Like George, Ada is oblivious to the unfolding health crisis. Hopefully, it will be just something her parents tell her about in the future, just like his parents talked about the Spanish Flu of 1918.

All I'd be doing is confusing him, causing him stress which his degenerated brain and dodgy heart could not process

Of course, these are different times. We are such an affluent country now with so many economic and medical resources to fight a pandemic in comparison to our forebears. Not only have we nutrition, sanitation and a sophisticated health service, we also have myriad ways to communicate when in solitary or isolated situations.

Isn’t it ironic that the much-maligned social media will save those of us living alone from cracking up?
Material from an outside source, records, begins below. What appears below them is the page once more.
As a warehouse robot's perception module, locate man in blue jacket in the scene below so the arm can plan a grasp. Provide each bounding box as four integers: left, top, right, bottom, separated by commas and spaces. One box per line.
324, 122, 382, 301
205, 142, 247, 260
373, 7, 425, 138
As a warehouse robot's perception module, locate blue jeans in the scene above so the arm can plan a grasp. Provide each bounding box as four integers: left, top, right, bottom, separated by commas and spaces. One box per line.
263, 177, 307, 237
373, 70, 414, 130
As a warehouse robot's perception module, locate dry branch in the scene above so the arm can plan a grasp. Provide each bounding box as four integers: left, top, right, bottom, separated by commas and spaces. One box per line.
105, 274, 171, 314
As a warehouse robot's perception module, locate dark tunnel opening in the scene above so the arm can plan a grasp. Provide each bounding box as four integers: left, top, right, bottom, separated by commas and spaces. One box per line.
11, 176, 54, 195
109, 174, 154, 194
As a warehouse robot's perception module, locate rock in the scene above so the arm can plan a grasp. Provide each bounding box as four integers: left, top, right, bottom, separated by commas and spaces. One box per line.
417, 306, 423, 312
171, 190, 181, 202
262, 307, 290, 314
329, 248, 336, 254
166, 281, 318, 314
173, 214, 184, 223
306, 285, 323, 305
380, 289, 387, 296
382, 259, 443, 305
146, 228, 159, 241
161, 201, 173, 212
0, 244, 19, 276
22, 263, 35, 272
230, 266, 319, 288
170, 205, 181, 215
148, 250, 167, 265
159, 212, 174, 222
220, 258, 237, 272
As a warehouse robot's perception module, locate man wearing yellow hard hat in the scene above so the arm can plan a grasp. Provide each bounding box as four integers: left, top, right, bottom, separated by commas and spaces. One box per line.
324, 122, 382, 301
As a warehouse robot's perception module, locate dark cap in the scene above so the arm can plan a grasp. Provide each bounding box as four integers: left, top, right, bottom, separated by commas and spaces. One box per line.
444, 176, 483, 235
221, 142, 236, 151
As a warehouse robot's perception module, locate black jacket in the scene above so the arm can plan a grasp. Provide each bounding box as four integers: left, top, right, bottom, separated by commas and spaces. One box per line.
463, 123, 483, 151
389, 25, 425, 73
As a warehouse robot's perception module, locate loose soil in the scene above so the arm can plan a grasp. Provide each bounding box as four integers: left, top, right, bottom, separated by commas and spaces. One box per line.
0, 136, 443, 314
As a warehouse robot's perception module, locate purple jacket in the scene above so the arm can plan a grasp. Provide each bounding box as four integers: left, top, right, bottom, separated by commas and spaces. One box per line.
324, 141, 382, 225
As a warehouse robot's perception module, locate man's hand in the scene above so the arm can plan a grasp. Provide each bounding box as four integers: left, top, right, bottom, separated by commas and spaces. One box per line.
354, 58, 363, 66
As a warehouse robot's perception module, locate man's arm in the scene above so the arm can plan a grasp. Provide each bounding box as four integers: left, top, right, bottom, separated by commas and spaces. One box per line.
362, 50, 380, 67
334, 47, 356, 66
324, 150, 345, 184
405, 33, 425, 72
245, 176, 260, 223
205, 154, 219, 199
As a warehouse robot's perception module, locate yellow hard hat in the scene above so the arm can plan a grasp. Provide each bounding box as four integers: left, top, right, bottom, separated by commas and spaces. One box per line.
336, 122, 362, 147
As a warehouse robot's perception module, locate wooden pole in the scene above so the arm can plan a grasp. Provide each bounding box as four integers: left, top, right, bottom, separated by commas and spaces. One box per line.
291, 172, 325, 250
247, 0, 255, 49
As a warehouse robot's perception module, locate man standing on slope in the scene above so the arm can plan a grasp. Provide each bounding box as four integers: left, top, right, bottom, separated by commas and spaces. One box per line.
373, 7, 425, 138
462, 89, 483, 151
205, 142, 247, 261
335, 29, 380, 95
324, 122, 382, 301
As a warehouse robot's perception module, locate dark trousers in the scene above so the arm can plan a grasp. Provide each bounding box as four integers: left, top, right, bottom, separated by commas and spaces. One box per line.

It is weeks since I interacted in a normal way with another human being.

I know Daddy would have a good chuckle at my “Alcatraz Vlog”. I’m sending it to family and some long-suffering friends in order to still feel a tactility with the outside world.

I’d love to send him the one in which I say I’ll bring all the logs up from the bottom of my garden to the back of the house and then – if necessary – bring them back down again. No mean feat since the garden is on an incline and the size of a field that could do with some TLC.

I’d love to tell him about the video I made about escaping from solitary confinement by bribing my guards with poitín and heading off to my favourite beach really early on the morning of Mother’s Day. I’d explain that I brought a flask of coffee, the box of heart-shaped chocolates the princesses had sent and my Uzi machine gun lest anyone came within a two-metre distance of me.

He would be really interested in the fact that my sister Breda and hubby Mick spent a night lately in their camper van overlooking a Normandy beach with its second World War ramparts as they tried to get a ferry home from a cut-short skiing holiday.

He’d have a good laugh at how I “self-isolated” my debit card for three days after it went two cents over the €30 limit, scuppering a contactless payment when I finally braved my way to a garage to get petrol.

But then I’d have to explain the coronavirus context and why would I do that?

All I’d be doing is confusing him, causing him stress which his degenerated brain and dodgy heart could not process.

Instead I’m gong to send him a picture of the two pet robins I have adopted. I’ve christened them Randolph and Rowena. They wait on a table outside my living room every morning until I bring them out a muesli of sesame and sunflower seeds.They are way too busy to be worrying about pandemics as they build their nests. In the evenings, if there is even a sliver of sunshine, they congregate in the treetops and join in the most musical choruses.

Full of hope, just like the Italians we have been watching sing and play music from their balconies.